At Midnight I'll Take Your Soul

1963 Brazilian horror film (the first)

Rating: 15/20

Plot: Coffin Joe is an evil undertaker. You can tell because he's got an evil-looking top hat and a cape, and the severed hand motif in his home decor is pretty creepy. And he eats meat when he's not supposed to! Blazenly! Anywho, Coffin Joe really wants a son. His wife is unfortunately barren, so he does what any reasonable evil undertaker would do. He kills her sadistically, then kills his best friend, and finally rapes his best friend's wife. But will his evil extracurricular activities catch up with him on the Day of the Dead? Du-du-dummm!

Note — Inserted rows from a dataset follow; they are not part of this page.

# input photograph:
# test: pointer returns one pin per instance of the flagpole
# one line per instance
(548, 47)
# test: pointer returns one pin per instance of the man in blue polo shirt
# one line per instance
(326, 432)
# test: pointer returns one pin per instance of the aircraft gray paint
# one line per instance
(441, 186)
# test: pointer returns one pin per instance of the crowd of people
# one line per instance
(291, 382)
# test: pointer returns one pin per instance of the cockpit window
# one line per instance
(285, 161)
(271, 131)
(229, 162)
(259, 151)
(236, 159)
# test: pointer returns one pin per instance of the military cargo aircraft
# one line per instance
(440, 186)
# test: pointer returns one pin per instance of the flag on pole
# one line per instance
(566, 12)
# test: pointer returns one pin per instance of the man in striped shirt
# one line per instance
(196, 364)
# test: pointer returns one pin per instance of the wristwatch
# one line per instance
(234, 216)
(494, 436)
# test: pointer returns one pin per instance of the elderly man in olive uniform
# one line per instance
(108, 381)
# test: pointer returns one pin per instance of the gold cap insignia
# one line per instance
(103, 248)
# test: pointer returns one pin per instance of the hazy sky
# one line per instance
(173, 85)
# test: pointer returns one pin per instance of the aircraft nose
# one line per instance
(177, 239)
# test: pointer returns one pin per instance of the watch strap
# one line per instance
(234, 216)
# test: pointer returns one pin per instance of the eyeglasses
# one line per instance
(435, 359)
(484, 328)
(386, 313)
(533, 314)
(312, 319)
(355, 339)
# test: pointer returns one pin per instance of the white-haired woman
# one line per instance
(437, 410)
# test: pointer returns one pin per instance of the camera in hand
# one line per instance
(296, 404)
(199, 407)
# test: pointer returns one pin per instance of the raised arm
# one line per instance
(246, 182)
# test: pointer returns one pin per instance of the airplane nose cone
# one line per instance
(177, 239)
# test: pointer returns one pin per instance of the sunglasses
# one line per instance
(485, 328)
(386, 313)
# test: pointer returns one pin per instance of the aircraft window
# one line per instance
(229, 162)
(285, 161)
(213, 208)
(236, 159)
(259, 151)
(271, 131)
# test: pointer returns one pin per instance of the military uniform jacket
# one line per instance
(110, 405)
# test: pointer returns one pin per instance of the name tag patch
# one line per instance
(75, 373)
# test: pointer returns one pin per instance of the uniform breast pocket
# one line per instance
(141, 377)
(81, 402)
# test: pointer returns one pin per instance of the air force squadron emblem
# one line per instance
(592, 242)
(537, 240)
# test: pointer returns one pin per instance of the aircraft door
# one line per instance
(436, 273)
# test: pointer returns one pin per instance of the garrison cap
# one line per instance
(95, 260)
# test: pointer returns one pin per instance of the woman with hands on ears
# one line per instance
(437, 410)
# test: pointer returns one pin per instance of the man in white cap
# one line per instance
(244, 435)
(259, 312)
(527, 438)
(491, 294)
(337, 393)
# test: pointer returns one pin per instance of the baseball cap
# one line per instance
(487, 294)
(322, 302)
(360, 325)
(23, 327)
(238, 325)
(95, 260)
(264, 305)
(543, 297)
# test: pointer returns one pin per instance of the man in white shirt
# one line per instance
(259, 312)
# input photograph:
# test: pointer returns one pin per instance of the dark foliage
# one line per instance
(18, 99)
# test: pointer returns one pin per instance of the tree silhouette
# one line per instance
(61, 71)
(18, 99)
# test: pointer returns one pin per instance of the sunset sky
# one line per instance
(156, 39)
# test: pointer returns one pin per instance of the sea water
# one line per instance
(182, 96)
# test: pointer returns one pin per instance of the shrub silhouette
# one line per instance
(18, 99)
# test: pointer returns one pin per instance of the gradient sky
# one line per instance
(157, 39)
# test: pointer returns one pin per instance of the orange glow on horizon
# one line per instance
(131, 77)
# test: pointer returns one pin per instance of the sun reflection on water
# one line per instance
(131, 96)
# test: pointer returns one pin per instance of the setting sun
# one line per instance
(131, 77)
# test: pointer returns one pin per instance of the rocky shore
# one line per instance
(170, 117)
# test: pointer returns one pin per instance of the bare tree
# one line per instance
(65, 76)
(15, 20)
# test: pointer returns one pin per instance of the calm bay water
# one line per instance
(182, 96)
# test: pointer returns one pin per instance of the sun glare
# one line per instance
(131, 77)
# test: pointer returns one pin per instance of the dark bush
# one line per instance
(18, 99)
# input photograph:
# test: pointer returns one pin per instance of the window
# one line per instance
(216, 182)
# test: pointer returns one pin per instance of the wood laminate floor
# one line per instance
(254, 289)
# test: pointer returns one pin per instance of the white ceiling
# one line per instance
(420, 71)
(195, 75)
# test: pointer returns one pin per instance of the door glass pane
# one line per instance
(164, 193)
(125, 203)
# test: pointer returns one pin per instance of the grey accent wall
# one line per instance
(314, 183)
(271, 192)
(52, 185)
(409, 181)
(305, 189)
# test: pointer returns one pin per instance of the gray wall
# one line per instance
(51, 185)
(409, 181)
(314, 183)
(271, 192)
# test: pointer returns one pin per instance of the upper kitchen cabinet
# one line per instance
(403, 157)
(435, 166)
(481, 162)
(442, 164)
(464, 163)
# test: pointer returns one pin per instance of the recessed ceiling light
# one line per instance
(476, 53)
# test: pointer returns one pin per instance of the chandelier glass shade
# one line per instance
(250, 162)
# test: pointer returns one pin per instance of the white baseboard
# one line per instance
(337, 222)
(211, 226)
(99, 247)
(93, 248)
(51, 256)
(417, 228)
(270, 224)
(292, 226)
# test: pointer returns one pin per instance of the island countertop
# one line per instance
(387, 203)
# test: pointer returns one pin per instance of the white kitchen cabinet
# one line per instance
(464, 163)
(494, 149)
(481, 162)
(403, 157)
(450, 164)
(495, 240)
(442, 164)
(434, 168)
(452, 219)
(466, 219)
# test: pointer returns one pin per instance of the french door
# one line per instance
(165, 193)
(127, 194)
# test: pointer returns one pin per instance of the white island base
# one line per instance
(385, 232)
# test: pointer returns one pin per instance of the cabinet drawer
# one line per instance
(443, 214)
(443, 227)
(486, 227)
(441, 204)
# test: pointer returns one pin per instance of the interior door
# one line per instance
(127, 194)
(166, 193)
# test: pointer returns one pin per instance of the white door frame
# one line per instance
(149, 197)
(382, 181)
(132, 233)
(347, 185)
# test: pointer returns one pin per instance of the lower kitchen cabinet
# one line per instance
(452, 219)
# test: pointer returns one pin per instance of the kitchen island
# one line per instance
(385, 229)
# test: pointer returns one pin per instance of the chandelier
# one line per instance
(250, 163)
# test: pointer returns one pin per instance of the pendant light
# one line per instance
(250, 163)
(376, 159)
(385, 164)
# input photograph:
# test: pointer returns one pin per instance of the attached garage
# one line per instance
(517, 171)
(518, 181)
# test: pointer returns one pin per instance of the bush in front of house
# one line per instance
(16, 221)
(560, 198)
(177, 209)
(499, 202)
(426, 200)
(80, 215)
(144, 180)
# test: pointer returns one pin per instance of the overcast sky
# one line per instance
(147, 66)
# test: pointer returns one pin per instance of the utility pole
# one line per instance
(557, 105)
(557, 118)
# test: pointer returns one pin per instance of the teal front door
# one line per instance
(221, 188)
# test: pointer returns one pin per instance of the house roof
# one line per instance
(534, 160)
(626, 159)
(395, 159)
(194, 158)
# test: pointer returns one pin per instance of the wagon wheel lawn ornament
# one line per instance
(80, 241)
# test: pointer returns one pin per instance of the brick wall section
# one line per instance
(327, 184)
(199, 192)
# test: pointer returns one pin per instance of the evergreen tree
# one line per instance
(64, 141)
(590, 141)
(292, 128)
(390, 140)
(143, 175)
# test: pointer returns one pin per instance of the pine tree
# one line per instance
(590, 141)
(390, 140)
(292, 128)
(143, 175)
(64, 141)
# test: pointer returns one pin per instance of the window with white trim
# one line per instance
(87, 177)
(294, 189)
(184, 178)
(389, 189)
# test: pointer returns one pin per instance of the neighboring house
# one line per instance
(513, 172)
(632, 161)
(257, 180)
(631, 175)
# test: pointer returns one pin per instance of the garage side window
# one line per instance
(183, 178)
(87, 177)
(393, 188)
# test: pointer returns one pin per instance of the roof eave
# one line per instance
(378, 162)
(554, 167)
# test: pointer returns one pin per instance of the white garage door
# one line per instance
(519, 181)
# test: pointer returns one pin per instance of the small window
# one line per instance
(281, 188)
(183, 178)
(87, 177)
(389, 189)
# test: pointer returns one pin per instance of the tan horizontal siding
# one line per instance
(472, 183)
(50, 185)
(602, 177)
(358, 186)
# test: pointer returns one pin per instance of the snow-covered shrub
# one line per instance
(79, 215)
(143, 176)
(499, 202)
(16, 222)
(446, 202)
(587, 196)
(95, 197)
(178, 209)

Marins has got a real presence, like a Brazilian Vincent Price. Now maybe that's just because everybody else in this movie looks like a farmboy, and Coffin Joe is wandering around with that cape and top hat thing, but I really like this absolutely Satanic character, and I think Marins shows some acting chops. This is a cheap movie. It starts like an Ed Wood movie with two introductions (Coffin Joe himself and a gypsy woman who paces her pad with this gigantic skull) reminiscent of Wood's The Amazing Criswell. The gypsy woman gives the audience a warning like you'd get in a William Castle horror film, and it displays the showman side of Marins, more circus barker than director. Marins is the type of director who does a lot with very little (check out the owl special effect or the especially creepy parade of souls), including what seems to be sound effects ripped off from a Disney "Sounds of Horror" record I had when I was a little kid. The violence is gruesome, especially for a grainy black and white movie, and also kind of goofy. The spider scene? Not for the arachnophobic. The bathtub scene? That doesn't even make sense. The abrupt end to a poker game? Well, ok. But you know, it all adds up to something to a well-paced, atmospheric, and at times genuinely creepy horror movie. Somehow, you get this feeling that something really evil is behind the making of this movie, and that gives it an edge.

More Jose Mojica Marin on the murky horizon.